Realizing you’re broken is the first step to living realistically.

Have you ever been in the forest and seen a toppled tree that is separated from its roots but is still sprouting green twigs?

That’s us. We are all broken human beings in our own way.

Some will never sprout new life as they succumb to their brokenness.

Some will look at their brokenness and say, “I’m not done yet! There’s still life inside of me!”

This is where the fight begins.

Will you fight for the new life that could spring forth from you?

Or will you declare the fight over and decide the fight takes too much out of you?

Fighting for the hope of new life takes energy.

Sometimes, the energy it takes seems overwhelming and you’ll just want to curl up in a ball and scream “STOP”.

I believe life is far too important though. That’s why I won’t allow you to stop. If I know you’re broken like me and I know you’re on the cusp of giving up, I won’t allow you to remain in that curled up ball.

Admitting I am broken is probably the most important thing I have ever done. As long as I kept thinking I had all my s*&t together, it was impossible to see how much I needed mending. When I went through life looking at broken people thinking they must not be very strong, that was when I was the weakest.

The moment I began to admit I was broken and in need of mending, that is the moment I began living realistically. It’s like up until that moment I was living this fantasy world, a world where I had it together and didn’t need anybody.

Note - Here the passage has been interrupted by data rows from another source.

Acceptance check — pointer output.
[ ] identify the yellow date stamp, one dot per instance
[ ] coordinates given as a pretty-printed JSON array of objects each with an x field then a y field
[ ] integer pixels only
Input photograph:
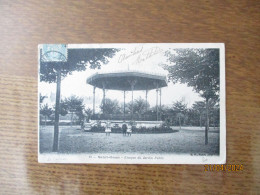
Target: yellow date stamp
[{"x": 231, "y": 167}]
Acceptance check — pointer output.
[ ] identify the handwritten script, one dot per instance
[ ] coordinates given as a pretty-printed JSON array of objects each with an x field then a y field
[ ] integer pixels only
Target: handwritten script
[{"x": 140, "y": 54}]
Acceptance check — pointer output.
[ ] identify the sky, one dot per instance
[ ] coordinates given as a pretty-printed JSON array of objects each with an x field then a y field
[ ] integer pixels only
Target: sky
[{"x": 141, "y": 57}]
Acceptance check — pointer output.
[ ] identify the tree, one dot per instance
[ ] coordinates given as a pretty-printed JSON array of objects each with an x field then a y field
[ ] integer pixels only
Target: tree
[
  {"x": 42, "y": 98},
  {"x": 180, "y": 109},
  {"x": 74, "y": 105},
  {"x": 77, "y": 60},
  {"x": 46, "y": 111},
  {"x": 198, "y": 68}
]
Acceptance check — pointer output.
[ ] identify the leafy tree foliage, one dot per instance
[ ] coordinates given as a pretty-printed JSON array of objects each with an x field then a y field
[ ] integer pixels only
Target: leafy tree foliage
[
  {"x": 198, "y": 68},
  {"x": 78, "y": 60}
]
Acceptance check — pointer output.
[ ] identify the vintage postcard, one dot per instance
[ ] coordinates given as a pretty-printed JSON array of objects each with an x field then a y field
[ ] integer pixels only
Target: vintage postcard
[{"x": 132, "y": 103}]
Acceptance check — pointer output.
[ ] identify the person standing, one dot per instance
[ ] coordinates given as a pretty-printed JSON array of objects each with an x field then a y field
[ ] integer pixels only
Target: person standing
[
  {"x": 108, "y": 128},
  {"x": 129, "y": 131},
  {"x": 124, "y": 128}
]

The freedom of confessing my brokenness is the moment one of my favorite Bible verses finally became real. Up until this moment, I could quote the verse, use it to encourage others but in a way, the words were meaningless to me.

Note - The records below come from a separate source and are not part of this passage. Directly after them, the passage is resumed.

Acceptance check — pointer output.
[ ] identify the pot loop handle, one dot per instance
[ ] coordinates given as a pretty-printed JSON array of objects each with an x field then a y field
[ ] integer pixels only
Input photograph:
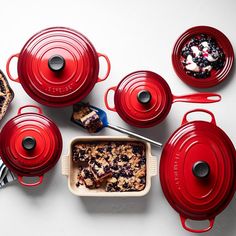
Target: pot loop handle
[
  {"x": 183, "y": 222},
  {"x": 39, "y": 110},
  {"x": 8, "y": 68},
  {"x": 106, "y": 99},
  {"x": 213, "y": 120},
  {"x": 108, "y": 67},
  {"x": 20, "y": 179}
]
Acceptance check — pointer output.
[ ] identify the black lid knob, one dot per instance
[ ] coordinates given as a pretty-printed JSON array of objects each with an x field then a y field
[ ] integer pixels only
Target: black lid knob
[
  {"x": 201, "y": 169},
  {"x": 144, "y": 96},
  {"x": 29, "y": 143},
  {"x": 56, "y": 63}
]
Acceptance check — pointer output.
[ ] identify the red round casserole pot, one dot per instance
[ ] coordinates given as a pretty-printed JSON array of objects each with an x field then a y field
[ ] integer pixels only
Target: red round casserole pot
[
  {"x": 30, "y": 144},
  {"x": 58, "y": 67},
  {"x": 143, "y": 99},
  {"x": 197, "y": 170}
]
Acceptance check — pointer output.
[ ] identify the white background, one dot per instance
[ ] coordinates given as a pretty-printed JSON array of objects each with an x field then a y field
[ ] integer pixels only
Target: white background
[{"x": 135, "y": 34}]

“So, I’m not defeated by my weakness, but delighted! For when I feel my weakness and endure mistreatment — when I’m surrounded with troubles on every side and face persecution because of my love for Christ — I am made yet stronger. For my weakness becomes a portal to God’s power. 2 Corinthians 12:10 (The Passion Translation)

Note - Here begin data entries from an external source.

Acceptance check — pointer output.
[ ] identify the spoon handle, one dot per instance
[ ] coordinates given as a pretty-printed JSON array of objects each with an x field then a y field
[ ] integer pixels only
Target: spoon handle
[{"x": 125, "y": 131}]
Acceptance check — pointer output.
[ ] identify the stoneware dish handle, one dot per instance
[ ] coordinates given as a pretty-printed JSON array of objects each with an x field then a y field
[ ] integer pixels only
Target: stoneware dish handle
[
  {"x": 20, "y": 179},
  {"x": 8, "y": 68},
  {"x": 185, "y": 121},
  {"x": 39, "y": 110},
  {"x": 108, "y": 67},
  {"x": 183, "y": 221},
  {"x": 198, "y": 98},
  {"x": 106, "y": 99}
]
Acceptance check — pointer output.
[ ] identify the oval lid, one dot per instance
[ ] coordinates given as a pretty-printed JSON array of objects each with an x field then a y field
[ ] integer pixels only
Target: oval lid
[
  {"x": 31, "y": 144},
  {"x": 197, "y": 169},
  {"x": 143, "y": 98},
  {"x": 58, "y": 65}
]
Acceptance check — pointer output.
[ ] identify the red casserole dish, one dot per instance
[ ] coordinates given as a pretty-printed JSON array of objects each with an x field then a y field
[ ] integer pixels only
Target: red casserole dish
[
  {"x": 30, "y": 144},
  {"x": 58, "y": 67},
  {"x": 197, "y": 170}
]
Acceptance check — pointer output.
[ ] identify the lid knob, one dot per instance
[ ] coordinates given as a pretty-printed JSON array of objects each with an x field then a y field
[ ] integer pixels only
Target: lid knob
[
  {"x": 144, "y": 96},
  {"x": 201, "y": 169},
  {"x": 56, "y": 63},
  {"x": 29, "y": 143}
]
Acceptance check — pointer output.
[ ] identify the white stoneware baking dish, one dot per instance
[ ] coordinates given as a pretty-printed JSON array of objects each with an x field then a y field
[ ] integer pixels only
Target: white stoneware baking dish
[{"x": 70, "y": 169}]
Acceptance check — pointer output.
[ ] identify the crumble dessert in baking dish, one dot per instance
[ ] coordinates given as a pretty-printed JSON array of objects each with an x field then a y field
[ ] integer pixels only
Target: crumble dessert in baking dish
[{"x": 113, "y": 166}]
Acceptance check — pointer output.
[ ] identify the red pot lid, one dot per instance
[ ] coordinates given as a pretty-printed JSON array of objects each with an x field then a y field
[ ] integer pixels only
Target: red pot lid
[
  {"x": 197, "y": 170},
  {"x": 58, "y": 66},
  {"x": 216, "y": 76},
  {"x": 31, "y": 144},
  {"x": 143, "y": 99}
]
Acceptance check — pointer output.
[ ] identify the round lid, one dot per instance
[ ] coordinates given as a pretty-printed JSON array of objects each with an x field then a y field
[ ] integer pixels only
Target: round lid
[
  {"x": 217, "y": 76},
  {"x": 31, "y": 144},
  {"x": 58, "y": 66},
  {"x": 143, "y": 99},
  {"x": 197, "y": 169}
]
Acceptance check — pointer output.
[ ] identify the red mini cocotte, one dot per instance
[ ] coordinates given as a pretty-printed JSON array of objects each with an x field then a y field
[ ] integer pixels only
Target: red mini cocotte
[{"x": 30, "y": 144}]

When my boast becomes my weakness, my brokenness, this is the moment of greatest victory. For in this time, I may finally have access to the portal of God’s power.

A lifetime of boasting of how strong I am exchanged for a moment of admitting how broken I am has given me access to strength and therefore power and finally healing.

What I could never achieve in trying to be strong, I am on the way to achieving in admitting that I am broken and weak.

The future and hope are achievable and strangely more realistic than ever before. There is strength in admitting that you are broken and weak. There is weakness in trying to be strong and putting up a good face.